Thank you DDR5
Being ECC by default means we can move on from this and finally put it behind where it deserves.
If the next version of the Linux kernel emerges a little slower than usual, blame a dodgy DIMM in Linus Torvalds's AMD Threadripper-powered PC and the vagaries of the memory market. In a post responding to a kernel developer inquiring if he had missed a Git Pull, Torvalds on Sunday revealed the request was still in his queue …
DDR5 only has on-die ECC, and there is no ECC when the data is being send to the CPU.
It's not ECC in the way it is understood for actual ECC ram.
Better then no ECC of course, but not ECC as most people will understand it.
Luckily AMD seemed to have no issues if you use ECC ram, as long as your motherboard supports it. So you can use ECC on regular computing gear, if you get a suitable motherboard with your AMD CPU.
Intel still thinks it's only used for servers and expensive workstations.

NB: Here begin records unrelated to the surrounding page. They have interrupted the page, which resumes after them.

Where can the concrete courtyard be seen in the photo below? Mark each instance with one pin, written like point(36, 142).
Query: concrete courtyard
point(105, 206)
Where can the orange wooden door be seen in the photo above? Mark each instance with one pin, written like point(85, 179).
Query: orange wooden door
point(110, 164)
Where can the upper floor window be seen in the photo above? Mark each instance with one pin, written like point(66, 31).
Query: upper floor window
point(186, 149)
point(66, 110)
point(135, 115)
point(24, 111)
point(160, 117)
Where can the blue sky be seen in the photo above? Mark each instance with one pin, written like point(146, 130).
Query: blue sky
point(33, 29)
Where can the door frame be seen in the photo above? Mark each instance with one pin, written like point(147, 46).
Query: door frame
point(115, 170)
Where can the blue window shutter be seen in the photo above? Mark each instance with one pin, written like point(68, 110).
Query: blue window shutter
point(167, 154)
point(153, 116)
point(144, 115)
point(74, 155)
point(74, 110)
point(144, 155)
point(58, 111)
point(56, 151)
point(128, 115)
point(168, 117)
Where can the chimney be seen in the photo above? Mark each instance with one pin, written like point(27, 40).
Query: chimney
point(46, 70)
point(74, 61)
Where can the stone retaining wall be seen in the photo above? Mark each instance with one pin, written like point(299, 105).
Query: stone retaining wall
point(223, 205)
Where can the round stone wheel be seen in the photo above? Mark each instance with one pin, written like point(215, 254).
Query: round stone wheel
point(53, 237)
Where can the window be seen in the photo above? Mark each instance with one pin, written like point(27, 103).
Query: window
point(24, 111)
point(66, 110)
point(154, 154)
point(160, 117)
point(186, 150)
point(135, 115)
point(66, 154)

Good to hear, though not all AMD CPUs do it seems:
See the note "For Ryzen Series CPUs (Picasso and Raven Ridge), ECC is only supported with PRO CPUs." so while better than Intel, it is still a shame you have to go to such lengths to get workable ECC systems.
I haven't researched this, but the specific codenames imply that the chips that didn't support ECC were the Zen 1 and 2 range APUs. If that's true, then it's less that AMD also carved out a set but rather that they've only added it recently. It appears that all Zen 3 or higher APUs should support it and for some reason, Zen 1-2 chips without integrated graphics do as well. Maybe they had a problem getting ECC support along with the integrated GPU when those were newer.
Before buying things based on my hypothesis, check more thoroughly than I did because I might be proving my ignorance.
Asrock does support ECC throughout with AM4. With AM5 they just took the ECC language off the website though it’s still in the English language manual pdf.
I’m still hoping they will support it and bring this back - and, they may have decided it wasn’t worth it as a differentiator.
Indeed DDR5 on chip ECC is not proper ECC its just to make sure that due to have DDR5 works electrically that an error isn't introduced during bank swaps and other normal ram operations due to smaller processes these chips are produced on and the speed they run at.
Only end-to-end checking of data between the CPU and data written to memory is ECC.
For the chap wondering which AMD boards have ECC support here's the ones I know about:
Gigabyte Aorus X570 Pro, Asrock Rack X470D4U, Asrock Rack X570D4U.
As a data point, the ASRock B550M Pro4 also supports ECC.
Am using one as my desktop, with a Ryzen 5600X and 4x Kingston KSM26ED8/16HD 16GB ram sticks.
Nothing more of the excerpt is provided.